Valley Forge HS, Parma, OH

What college did you attend?
The College of Wooster, BA majored in English
John Carroll University, MEd

Who were your teachers?
Gail Little

What years and in what category did you participate in NHD?
Individual Paper 1982, Child Labor diary
Individual Project, 1983 Lewis and Clark
Individual Performance, 1984 Women Workers of Lowell

What are a few of your favorite or defining moments from your NHD experience?
Placing 2nd at Nationals for Project and Performance were such memorable experiences. However, I’ll never forget being questioned by the judges for my pink nail polish when I was dressed as Sacajawea — fortunately, they didn’t deduct anything! In my 1984 performance, the use of the word “lifestyle” was a deduction. Both experiences taught me that even the smallest details matter. I still use that lesson in my writing today — and try to give the smallest historical details (wallpaper, cereal brands, weather, dialect, etc.) as much research time as the “major” facts.

How did NHD help you after high school?
NHD led me to pursue an internship at Colonial Williamsburg while I was in college where I had the chance to work on original research and a Revolutionary War shipwreck archaeology project. It also helped in my first job as Cleveland Metroparks’ first historical interpreter. I created historical scripts for living history performances and wrote historical articles — very much like what I did for NHD! For the past decade, I’ve been a historical fiction author for Random House where I use my NHD research and writing skills every day. I’m always looking for the stories missing from, or overlooked by, history. I still love the thrill of finding new stories.

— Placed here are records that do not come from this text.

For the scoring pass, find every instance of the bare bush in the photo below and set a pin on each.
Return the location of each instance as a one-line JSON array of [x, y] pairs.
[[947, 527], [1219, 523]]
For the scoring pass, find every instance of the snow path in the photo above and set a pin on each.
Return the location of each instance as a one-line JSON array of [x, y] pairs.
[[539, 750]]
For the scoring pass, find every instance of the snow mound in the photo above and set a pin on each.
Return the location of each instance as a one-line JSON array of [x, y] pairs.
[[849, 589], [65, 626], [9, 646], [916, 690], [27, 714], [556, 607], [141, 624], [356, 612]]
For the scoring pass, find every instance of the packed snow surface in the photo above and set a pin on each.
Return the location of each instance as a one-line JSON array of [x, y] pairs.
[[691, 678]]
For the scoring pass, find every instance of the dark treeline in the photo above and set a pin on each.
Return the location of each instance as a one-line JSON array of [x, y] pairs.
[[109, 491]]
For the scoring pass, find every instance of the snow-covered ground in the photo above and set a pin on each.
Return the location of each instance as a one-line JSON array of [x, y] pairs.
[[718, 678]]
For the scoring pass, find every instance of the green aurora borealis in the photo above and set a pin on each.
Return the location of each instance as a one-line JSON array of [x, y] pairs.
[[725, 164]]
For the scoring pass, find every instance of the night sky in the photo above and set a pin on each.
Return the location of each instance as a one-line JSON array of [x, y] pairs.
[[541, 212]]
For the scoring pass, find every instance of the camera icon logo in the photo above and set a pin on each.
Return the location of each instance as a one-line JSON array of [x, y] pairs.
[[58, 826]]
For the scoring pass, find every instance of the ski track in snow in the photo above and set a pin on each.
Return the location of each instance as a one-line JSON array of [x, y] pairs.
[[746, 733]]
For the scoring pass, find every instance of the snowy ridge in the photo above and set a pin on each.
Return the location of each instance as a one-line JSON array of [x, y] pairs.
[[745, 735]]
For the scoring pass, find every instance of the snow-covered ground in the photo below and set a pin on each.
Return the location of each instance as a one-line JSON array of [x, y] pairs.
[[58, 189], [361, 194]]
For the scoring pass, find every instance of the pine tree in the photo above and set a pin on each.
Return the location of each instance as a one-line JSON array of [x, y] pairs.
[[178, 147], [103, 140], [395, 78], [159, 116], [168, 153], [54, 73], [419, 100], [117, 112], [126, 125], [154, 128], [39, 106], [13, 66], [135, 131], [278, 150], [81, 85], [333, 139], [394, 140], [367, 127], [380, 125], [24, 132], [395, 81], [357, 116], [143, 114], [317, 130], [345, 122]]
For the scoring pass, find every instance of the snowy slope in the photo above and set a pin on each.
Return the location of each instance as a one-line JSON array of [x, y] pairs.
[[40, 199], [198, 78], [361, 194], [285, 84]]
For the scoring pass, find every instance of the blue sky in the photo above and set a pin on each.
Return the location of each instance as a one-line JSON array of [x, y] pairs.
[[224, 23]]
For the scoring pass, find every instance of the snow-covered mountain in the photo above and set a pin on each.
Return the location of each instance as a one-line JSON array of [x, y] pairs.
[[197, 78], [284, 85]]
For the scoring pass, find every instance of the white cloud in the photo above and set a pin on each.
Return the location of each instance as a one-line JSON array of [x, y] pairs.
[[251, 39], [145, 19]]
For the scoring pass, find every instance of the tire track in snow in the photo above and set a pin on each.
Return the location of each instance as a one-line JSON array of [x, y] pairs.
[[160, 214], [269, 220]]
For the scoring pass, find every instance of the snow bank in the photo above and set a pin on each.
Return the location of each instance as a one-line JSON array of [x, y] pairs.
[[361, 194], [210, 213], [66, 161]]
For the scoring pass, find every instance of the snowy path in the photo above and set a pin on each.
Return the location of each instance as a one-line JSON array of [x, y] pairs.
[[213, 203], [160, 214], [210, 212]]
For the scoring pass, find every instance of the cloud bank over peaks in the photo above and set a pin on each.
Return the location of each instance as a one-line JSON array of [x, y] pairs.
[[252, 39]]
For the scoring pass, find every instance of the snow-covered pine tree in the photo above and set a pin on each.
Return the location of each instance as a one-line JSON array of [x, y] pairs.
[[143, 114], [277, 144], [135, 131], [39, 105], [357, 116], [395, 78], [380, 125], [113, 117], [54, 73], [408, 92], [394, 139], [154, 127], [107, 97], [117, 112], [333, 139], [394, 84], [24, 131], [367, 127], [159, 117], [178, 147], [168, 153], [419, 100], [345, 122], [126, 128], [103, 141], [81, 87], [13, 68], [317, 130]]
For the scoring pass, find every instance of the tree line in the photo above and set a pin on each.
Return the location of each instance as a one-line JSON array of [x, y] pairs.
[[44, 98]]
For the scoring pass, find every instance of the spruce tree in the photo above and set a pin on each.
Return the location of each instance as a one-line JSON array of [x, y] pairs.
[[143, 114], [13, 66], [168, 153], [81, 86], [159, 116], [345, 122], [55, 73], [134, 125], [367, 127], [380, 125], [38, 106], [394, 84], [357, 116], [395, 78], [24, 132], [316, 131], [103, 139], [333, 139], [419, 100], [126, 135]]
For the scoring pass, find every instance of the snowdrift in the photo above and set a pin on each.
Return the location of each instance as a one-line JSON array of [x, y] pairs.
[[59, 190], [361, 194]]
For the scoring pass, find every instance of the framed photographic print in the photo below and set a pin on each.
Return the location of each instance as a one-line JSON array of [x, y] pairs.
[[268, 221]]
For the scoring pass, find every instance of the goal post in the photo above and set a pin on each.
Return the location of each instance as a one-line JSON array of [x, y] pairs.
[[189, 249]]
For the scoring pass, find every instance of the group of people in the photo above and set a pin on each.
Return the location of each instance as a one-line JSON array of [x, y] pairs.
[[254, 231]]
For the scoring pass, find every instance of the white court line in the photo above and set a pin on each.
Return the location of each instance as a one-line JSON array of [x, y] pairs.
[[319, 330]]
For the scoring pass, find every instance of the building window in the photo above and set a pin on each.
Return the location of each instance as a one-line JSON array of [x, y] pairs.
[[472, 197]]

What recognition did you receive for participating in NHD?
2nd place, Nationals for Individual Project, 1983
2nd place, Nationals for Individual Performance, 1984

Did you do anything with your NHD project or research after the contest year?
No–but I still have pieces of my Lewis & Clark project in storage.

What has kept you busy since your days as an NHD student? Any particular challenges, stories, or achievements?
I’ve had a variety of jobs–park and museum history jobs, classroom teaching, and now, writing historical fiction novels and speaking in schools. I’m honored to have written Trouble Don’t Last, one of the first books for youth written from the viewpoint of a runaway slave. It received the national Scott O’Dell Award for Historical Fiction. I’m also proud of researching and writing about the history of the all-black paratrooper unit in World War II, the Triple Nickles–and interviewing one of the last original members of the unit. I think one of the biggest challenges in my work continues to be convincing kids through my books and speeches that history can be exciting, surprising, and relevant to their lives today.

Is there anything else that you would like to share about your NHD experience?
I’ll never forget how it was such a wonderful family experience — my parents and my grandparents always came to the contests…we drove a UHaul trailer with our projects from Cleveland to DC and spent time touring the city together as a family…so many happy memories.